Amaç, enerji ilişkilerini yenilemek mi?
Putin’le
Aliyev arasında en son telefon görüşmesi 2 Temmuz’da yapıldı. Bu
görüşmenin ardından Putin, Rusya’nın petrol devi Rosneft’in Yönetim
Kurulu Başkanı İgor Seçin’i Bakü’ye gönderdi. Seçin, Bakü’de
Cumhurbaşkanı Aliyev ve Azerbaycan Devlet Petrol Şirketi (ARDNŞ-SOCAR)
Başkanı Rovneg Abdullayev’le bir araya geldi. Resmi açıklamalara
bakılırsa, taraflar arasında petrol ve doğalgaz alanındaki işbirliği
konusu görüşüldü. Uzmanlar, Rosneft’in ARDNŞ ile birlikte Hazar'da
enerji kaynakları üretmesi ve Şahdeniz 2 yatağının ortak kullanılması
gibi konuların da gündeme geldiğini öne sürüyor. Hatta Seçin’in
ziyaretinden birkaç gün önce Rusya’nın kesinlikle karşı çıktığı Nabucco
projesinin yerine Kremlin’in daha temkinli yaklaştığı Trans-Adriyatik
hattının tercih edilmesi kararının verilmesinde de Moskova ile Bakü
arasındaki anlaşmanın etkili olduğu, Rosneft’in TAP’dan hisse alacağı
iddia edildi. Putin’in Ağustos’ta gerçekleşecek Bakü ziyaretinde
Seçin’in Temmuz başında yaptığı görüşmelerin sonuçlarının kağıda
dökülmesi, Rosneft ile SOCAR arasında işbirliği anlaşmasının imzalanması
bekleniyor.
İki
ülke arasında petrol işbirliğinde geçtiğimiz Mayıs ayında kriz yaşandı.
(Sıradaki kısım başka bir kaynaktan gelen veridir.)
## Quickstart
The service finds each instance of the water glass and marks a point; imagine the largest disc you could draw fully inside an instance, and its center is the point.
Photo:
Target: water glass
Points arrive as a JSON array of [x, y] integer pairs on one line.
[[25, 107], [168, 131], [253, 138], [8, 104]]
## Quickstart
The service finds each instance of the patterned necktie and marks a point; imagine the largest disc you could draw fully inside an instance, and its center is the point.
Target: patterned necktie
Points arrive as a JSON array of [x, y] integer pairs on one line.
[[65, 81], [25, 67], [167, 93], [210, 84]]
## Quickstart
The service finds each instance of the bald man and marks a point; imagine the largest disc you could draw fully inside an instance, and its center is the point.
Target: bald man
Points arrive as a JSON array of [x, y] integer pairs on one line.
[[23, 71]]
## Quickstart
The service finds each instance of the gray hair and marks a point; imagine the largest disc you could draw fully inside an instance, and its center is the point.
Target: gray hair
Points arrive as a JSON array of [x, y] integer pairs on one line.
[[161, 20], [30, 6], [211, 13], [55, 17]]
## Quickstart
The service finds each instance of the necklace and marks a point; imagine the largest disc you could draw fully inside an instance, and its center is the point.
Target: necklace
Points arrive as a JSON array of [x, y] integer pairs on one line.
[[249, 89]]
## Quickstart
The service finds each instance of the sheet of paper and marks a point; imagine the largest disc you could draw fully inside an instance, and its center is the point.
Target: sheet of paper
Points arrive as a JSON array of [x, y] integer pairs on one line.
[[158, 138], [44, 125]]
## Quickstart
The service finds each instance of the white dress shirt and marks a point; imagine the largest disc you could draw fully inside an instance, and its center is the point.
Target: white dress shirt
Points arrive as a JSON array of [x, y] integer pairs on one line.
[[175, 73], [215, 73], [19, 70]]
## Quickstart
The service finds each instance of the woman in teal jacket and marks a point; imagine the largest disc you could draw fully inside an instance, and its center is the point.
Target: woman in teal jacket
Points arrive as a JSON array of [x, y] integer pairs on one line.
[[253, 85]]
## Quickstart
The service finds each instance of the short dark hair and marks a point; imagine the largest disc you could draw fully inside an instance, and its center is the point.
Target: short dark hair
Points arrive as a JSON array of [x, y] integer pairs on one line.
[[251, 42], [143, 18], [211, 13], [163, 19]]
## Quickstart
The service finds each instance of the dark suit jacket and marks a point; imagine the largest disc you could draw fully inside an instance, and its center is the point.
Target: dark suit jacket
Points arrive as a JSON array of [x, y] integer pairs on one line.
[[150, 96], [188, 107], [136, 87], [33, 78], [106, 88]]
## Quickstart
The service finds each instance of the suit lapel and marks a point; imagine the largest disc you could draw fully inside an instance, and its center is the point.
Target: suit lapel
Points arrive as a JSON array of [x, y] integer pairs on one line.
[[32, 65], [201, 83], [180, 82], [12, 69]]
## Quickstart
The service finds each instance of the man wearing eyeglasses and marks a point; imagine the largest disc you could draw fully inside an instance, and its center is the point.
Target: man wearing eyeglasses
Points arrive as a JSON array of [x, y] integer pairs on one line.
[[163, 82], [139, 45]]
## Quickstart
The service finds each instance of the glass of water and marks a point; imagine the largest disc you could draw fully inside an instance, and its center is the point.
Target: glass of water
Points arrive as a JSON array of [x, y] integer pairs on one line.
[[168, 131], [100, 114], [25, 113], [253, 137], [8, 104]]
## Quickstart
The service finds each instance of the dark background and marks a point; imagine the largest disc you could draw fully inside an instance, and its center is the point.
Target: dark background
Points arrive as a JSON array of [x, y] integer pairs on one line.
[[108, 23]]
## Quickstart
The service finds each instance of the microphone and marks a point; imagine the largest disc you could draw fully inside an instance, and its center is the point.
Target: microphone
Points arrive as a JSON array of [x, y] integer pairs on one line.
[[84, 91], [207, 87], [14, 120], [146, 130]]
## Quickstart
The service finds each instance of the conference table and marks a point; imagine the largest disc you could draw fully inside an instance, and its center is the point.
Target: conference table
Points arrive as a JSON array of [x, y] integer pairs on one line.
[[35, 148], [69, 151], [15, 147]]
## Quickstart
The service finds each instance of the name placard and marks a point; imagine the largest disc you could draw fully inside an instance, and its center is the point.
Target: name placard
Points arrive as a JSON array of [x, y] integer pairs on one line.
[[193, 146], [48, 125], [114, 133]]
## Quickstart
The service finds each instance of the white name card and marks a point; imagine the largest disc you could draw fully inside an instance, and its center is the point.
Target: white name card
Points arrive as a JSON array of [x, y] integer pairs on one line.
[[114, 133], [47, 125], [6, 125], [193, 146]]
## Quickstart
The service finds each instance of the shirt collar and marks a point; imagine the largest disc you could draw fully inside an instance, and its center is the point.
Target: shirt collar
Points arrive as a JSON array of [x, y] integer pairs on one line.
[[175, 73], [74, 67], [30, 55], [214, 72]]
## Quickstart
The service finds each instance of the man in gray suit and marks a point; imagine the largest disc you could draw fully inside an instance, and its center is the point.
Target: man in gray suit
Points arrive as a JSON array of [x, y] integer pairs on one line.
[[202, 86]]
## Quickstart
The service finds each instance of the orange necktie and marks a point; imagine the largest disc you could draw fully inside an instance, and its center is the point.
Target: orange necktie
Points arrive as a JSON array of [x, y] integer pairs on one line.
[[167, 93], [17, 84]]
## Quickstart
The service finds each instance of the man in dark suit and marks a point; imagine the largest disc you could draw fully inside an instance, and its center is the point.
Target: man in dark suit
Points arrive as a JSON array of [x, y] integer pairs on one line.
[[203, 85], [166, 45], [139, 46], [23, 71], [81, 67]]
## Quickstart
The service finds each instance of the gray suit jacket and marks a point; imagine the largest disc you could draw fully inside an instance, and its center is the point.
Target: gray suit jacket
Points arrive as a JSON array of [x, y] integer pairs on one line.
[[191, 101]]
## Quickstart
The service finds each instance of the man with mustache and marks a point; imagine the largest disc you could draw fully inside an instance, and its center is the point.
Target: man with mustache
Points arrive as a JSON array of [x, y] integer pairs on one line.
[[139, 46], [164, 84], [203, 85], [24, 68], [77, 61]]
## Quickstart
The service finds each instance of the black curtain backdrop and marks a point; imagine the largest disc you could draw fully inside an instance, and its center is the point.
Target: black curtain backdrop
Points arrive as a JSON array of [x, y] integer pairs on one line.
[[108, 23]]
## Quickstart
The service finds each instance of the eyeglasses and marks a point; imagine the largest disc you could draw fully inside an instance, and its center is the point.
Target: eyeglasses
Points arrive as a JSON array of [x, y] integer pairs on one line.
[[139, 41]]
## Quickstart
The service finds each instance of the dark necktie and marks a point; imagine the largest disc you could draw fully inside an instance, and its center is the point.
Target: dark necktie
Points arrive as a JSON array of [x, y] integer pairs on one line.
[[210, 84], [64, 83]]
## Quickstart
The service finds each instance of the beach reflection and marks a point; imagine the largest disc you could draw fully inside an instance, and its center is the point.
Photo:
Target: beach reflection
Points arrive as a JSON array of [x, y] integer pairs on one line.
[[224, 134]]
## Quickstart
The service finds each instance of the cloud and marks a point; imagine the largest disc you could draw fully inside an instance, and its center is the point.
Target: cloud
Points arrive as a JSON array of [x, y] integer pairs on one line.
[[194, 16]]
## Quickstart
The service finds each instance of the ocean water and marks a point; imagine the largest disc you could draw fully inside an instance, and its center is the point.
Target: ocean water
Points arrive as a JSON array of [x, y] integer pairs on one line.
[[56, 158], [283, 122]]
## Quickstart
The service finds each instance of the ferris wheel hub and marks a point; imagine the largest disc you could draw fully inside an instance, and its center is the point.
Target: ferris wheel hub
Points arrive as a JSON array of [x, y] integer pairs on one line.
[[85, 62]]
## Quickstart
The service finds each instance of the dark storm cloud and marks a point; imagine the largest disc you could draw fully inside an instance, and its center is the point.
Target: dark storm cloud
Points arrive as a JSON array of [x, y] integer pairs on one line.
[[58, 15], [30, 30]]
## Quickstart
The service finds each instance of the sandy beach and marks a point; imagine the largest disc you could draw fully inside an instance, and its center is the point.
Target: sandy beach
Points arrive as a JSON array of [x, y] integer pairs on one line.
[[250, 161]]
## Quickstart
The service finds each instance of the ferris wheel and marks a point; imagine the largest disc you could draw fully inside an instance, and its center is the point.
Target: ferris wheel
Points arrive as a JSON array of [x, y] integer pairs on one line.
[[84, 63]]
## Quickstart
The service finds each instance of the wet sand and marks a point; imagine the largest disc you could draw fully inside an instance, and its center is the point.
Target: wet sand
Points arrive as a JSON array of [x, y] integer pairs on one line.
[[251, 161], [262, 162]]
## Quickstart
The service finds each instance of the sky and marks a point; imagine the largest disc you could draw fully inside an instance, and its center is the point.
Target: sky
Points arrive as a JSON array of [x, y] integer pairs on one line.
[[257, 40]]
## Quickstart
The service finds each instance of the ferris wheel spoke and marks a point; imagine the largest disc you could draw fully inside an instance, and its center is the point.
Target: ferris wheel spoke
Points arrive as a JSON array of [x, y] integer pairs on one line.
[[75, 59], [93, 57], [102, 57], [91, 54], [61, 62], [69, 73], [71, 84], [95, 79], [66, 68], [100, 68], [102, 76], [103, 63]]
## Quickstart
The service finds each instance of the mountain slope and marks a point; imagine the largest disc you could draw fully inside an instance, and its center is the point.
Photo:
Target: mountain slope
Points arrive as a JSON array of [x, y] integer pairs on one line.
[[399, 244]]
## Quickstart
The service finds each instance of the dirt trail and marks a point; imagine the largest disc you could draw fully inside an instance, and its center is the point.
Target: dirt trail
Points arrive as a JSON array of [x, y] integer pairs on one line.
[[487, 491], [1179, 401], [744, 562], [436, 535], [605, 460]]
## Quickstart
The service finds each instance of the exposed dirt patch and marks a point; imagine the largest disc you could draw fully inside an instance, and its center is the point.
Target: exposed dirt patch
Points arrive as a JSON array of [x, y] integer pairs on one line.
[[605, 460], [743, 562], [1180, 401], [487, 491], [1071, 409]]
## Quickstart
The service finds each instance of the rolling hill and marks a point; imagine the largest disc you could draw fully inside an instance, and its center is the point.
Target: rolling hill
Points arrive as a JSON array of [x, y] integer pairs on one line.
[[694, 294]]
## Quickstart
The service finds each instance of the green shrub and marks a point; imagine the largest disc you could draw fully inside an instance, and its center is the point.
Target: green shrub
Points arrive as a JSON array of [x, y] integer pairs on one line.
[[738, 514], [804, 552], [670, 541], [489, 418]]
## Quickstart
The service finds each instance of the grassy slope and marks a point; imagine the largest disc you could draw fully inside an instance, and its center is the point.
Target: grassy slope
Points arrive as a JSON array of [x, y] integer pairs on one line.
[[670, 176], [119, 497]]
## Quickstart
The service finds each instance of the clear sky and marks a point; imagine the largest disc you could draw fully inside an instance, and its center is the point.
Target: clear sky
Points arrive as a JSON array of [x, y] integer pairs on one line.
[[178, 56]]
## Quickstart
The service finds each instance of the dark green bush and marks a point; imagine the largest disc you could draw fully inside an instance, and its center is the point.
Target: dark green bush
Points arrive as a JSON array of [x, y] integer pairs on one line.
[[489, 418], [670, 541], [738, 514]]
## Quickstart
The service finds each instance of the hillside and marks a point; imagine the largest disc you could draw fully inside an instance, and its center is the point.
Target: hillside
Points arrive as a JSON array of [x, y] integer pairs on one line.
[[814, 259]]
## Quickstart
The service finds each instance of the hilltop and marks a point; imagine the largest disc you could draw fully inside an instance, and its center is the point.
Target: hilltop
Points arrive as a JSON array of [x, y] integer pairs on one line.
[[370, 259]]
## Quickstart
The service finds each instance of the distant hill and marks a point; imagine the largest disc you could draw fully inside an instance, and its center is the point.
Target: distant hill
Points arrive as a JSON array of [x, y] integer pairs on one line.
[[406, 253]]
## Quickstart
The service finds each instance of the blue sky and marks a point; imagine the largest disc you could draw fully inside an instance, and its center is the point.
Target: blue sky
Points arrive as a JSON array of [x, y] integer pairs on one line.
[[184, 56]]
Aslında buna, siyasi ilişkilerdeki gizli krizin ekonomiye yansıması
demek daha doğru. Rusya Başbakanı Dmitri Medvedev 15 Mayıs’ta Azerbaycan
petrolünün Bakü-Novorossiysk boru hattı üzerinden taşınmasını
düzenleyen hükümetler arası anlaşmanın feshine ilişkin kararı imzaladı.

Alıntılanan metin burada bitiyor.